NFS on ZFS pure SSD pool

Thu Aug 29 13:49:39 UTC 2013

Sam Fourman Jr wrote:
> 
> 
> 
> 
> 
> 
> On Wed, Aug 28, 2013 at 2:27 PM, Eric Browning <
> ericbrowning at skaggscatholiccenter.org > wrote:
> 
> 
> Rick,
> 
> Sam and I applied the patch (kernel now at r254983M) and set
> vfs.nfsd.tcphighwater=5000
> in sysctl.conf and my CPU is still slammed. SHould I up it to 10000?
> 
> 
> 
> 
> 
> 
> Hello, list
> I am helping Eric debug and test this situation as much as I can.
> 
> 
> So to clarify and recap, here is the situation:
> 
> 
> 
> This is a production setting, in a school, that has 200+ students
> using a mix of systems,with the primary client being OSX 10.8.
> and the primary function is using NFS.
> 
I haven't touched a Mac in several years, but I think Finder probes at
regular intervals to see if directories (oops, I meant folders;-) have
changed. I think there is a way to increase the interval time between
probes.
Also, I think there are tunables for the metadata cache in ZFS, which
might be useful for increasing the metadata cache sizes, since the probes
will be checking metadata (attributes).

If this is contributing the the heavy load, I'd suspect "nfsstat -e -s"
to show a large count for Getattr. (I vaguely remember that NFSv4 mounts
were in use. The counts of everything is larger for NFSv4, since they
are counts of operations and not RPCs.

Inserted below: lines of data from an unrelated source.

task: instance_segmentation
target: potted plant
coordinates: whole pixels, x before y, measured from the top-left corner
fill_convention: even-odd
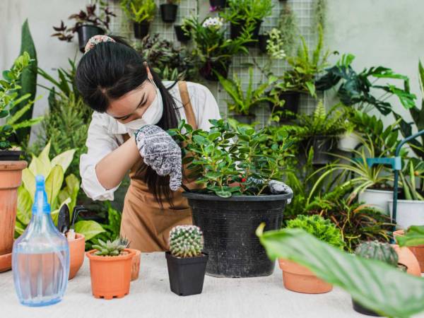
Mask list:
[[[203,233],[196,225],[177,225],[170,232],[165,257],[173,293],[180,296],[201,293],[208,262],[203,247]]]
[[[281,179],[280,163],[288,155],[288,135],[269,144],[265,131],[243,125],[232,128],[223,120],[210,120],[209,131],[195,130],[182,121],[170,133],[182,144],[190,172],[188,177],[204,185],[184,196],[192,209],[193,223],[203,229],[204,250],[209,256],[208,275],[254,277],[270,275],[274,264],[254,235],[261,221],[277,228],[293,193],[273,194],[270,184]],[[272,180],[272,181],[271,181]]]
[[[271,0],[228,0],[228,8],[220,16],[229,21],[231,39],[241,36],[252,26],[252,39],[257,41],[263,19],[271,16],[273,5]],[[254,42],[247,45],[254,46]]]
[[[233,79],[224,78],[217,74],[220,84],[231,98],[227,101],[228,110],[234,112],[234,117],[243,124],[252,124],[255,119],[252,110],[262,102],[269,101],[270,98],[266,96],[265,90],[272,84],[275,78],[269,78],[268,83],[264,83],[256,89],[253,88],[253,68],[249,68],[249,83],[247,88],[244,89],[242,81],[236,73]]]
[[[166,23],[175,22],[177,18],[177,4],[180,0],[166,0],[166,4],[160,5],[160,16],[162,20]]]
[[[317,215],[300,215],[288,221],[285,228],[302,228],[318,240],[341,249],[345,246],[340,230],[329,220]],[[321,294],[333,289],[331,284],[319,279],[296,262],[284,259],[279,259],[278,262],[283,270],[283,282],[287,289],[307,294]]]
[[[100,14],[96,13],[98,2],[100,3]],[[91,37],[103,35],[109,30],[111,16],[116,15],[103,2],[95,1],[93,4],[87,5],[86,11],[81,10],[78,13],[69,16],[69,20],[75,20],[73,26],[67,27],[64,21],[61,21],[60,26],[54,26],[53,29],[56,33],[52,36],[57,37],[61,41],[71,42],[77,33],[79,49],[83,53],[86,45]]]
[[[191,17],[187,25],[194,42],[194,55],[197,58],[200,75],[208,81],[218,81],[216,73],[226,78],[232,57],[248,53],[244,45],[250,41],[249,30],[235,40],[228,40],[220,18],[206,18],[199,22]]]
[[[134,37],[143,39],[148,34],[151,23],[155,18],[156,4],[154,0],[121,0],[121,8],[133,21]]]
[[[27,166],[26,161],[20,160],[22,151],[16,144],[16,131],[30,127],[42,118],[21,120],[34,101],[30,94],[19,95],[20,86],[18,81],[22,72],[30,64],[30,55],[24,52],[18,57],[11,69],[3,72],[0,81],[0,271],[11,267],[11,252],[13,245],[13,232],[17,208],[17,190],[21,184],[22,170]],[[20,109],[13,112],[18,105]]]
[[[135,255],[128,249],[128,241],[118,237],[113,242],[99,240],[86,253],[90,259],[91,290],[96,298],[122,298],[129,293],[131,262]]]

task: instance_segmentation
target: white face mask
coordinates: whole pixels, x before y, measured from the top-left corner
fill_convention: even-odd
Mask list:
[[[160,91],[155,84],[155,82],[150,79],[149,81],[155,87],[156,90],[156,96],[148,108],[146,110],[146,112],[144,112],[144,114],[143,114],[141,118],[139,118],[138,119],[132,120],[129,122],[124,124],[128,129],[128,132],[131,134],[136,132],[143,126],[155,125],[162,118],[162,114],[163,113],[163,104],[162,102],[162,95],[160,95]]]

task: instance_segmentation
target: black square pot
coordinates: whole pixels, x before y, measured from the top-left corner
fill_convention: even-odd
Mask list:
[[[179,258],[167,252],[165,257],[172,293],[180,296],[201,293],[208,255]]]

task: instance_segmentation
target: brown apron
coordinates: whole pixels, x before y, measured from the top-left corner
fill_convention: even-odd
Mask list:
[[[178,82],[178,87],[187,122],[196,129],[197,124],[187,83]],[[127,134],[124,135],[124,140],[129,138]],[[131,248],[141,252],[165,251],[169,249],[168,236],[171,229],[177,225],[192,224],[192,209],[187,199],[182,195],[183,190],[181,187],[171,192],[173,208],[165,197],[162,198],[163,208],[161,208],[147,184],[143,181],[146,169],[140,170],[141,165],[144,165],[142,159],[131,167],[129,172],[131,183],[124,201],[121,235],[129,239]],[[194,181],[190,182],[185,176],[182,182],[189,189],[201,187]]]

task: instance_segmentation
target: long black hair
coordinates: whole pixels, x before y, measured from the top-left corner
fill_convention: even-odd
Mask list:
[[[75,81],[84,101],[93,110],[105,112],[112,100],[139,88],[148,78],[145,61],[122,37],[110,36],[115,42],[101,42],[86,53],[78,67]],[[179,113],[174,98],[158,75],[150,69],[153,81],[160,91],[163,114],[157,124],[164,130],[176,128]],[[173,207],[169,177],[159,176],[151,167],[143,181],[163,208],[165,198]]]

Each NFSv4 RPC is a compound made
up of N operations.)

Just something that might be worth looking at, rick

> 
> from what I can see there should be plenty of disk I/O
> 
> these are Intel SSD disks..
> 
> 
> The server is running FreeBSD 9-STABLE r254983 (we patched it last
> night)
> 
> with this patch
> http://people.freebsd.org/~rmacklem/drc4-stable9.patch
> 
> 
> 
> Here is a full dmesg for reference (it states FreeBSD 9.1,but we have
> since
> upgraded and applied the above patch)
> 
> 
> https://gist.github.com/sfourman/6373059
> 
> 
> 
> 
> 
> 
> 
> 
> 
> The main problem is we need better performance from NFS, but
> it would appear the server is starved for CPU cycles....
> 
> 
> With only a few clients the server is lightning fast but
> with 25 users logging in this morning (students in class) the server
> went right to 1200% CPU load
> and about 3 00% more going to "intr" and it pretty much stayed there
> all day until they logged out between classes.
> 
> 
> So that works out to be somewhere between 2 to 4 users per core
> 
I'm not the guy to be able to help with how to do it, put profiling the
running kernel to try and see where the CPU is being used, could help.
(At this point, I suspect it isn't in the nfs code, since the DRC seems
 to be the only CPU hog and I think the patch you are already using fixes
 that.)

Good luck with it, rick

> 
> 
> during today's classes, different settings for vfs.nfsd.tcphighwater
> were tested
> various ranges from 5,000 up to 50,000 were used while a load was
> present, but
> the processor load didn't change.
> 
> 
> Garrett stated that he tried values in upwards of 100,000... this can
> be tested tomorrow
> 
> 
> 
> 
> It would be helpful if we could get some direction, on other things
> we might try tomorrow.
> 
> 
> one idea is, the server has several igb Ethernet interfaces with 8
> queue's per interface
> is it worth forcing the interfaces down to one queue?
> 
> 
> Is NFS even setup to understand multi queue network devices? or
> doesn't it matter?
> 
> 
> Any thoughts are appreciated --
> 
> Sam Fourman Jr.
>